For instance, Yorkshire received hardly any radioactive fallout, apart from in the very far west. And infant deaths in Bradford were higher than in the rest of the county.

He also found significant increases in ’neo-natal deaths’ — of babies up to 28 days old — which account for roughly half of all infant deaths. Neo-natal deaths rose by 4 per cent in contaminated areas but fell by 5 per cent in unaffected areas. When he looked only at cot deaths, he found huge rises in some affected areas — 50 per cent in Bristol, 60 per cent in Liverpool and 90 per cent in Cumbria — although this is based on a relatively small number of deaths.

Urquhart, presenting his findings at the Nuclear Free Local Authorities conference at City Hall in London, said there was clearly some “malign influence” causing these “excess” deaths but apart from the radiation there was no factor that applied only to the contaminated areas.

He said: “The question is, is that malign influence due to some disease affecting the population or is it due to Chernobyl? But the malign influence was three times stronger in the radioactive areas.”

Earlier research has shown that an increase in northern England of thyroid cancer, associated with radioactive iodine, was probably due to Chernobyl fallout.
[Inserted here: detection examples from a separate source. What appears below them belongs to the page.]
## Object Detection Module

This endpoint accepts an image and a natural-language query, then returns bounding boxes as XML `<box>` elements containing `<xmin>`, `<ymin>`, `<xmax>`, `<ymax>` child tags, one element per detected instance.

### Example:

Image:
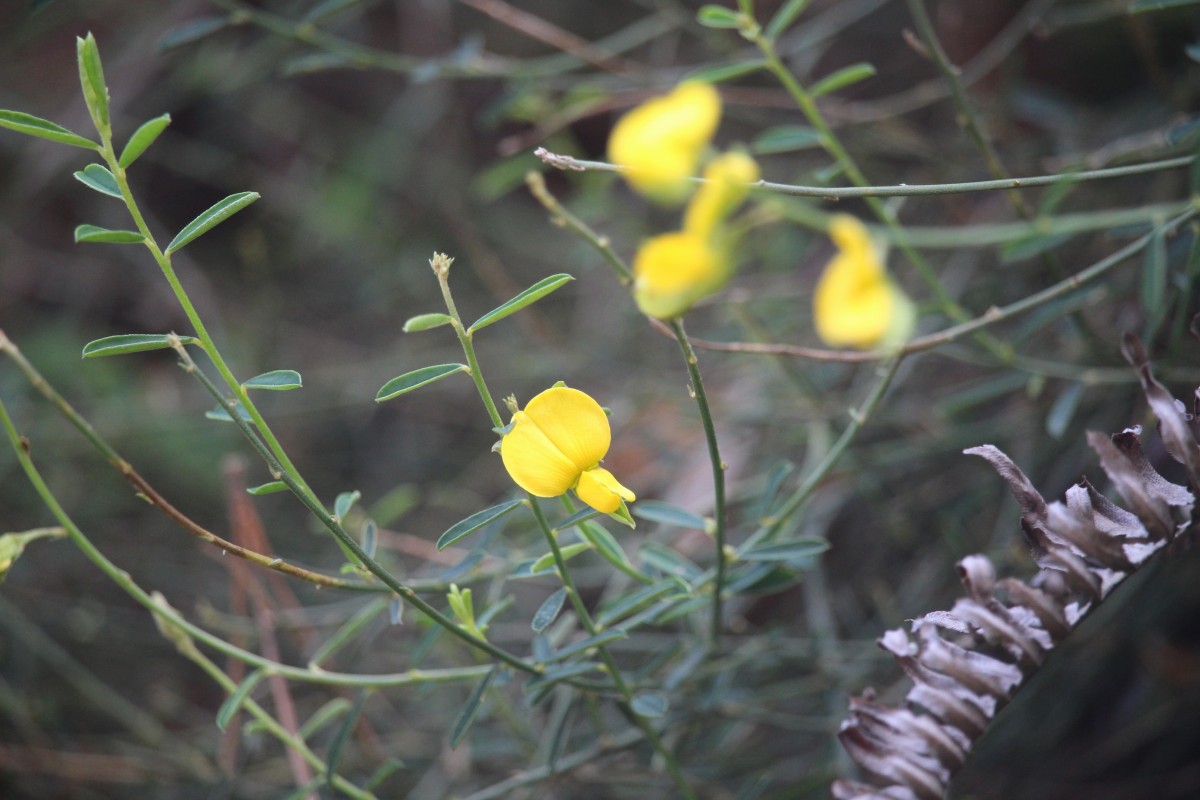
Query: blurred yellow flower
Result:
<box><xmin>500</xmin><ymin>386</ymin><xmax>636</xmax><ymax>513</ymax></box>
<box><xmin>812</xmin><ymin>213</ymin><xmax>917</xmax><ymax>350</ymax></box>
<box><xmin>634</xmin><ymin>152</ymin><xmax>758</xmax><ymax>319</ymax></box>
<box><xmin>608</xmin><ymin>80</ymin><xmax>721</xmax><ymax>203</ymax></box>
But Urquhart said no scientist has looked for a link to infant deaths before because their ’models’ predicted no effect from the level of radiation found in Britain after Chernobyl. He said these models were based on a study of the aftermath of Hiroshima, with a much smaller population, and the effect is only noticeable when looking at many thousands of infant deaths.

He said: “There’s going to be a big controversy about this paper because people have been trundling along for the last 50 years saying radiation isn’t dangerous. These observations have got to pose a challenge to the scientific establishment.” Urquhart called for more studies in other European countries and changes to the way governments plan for nuclear emergencies.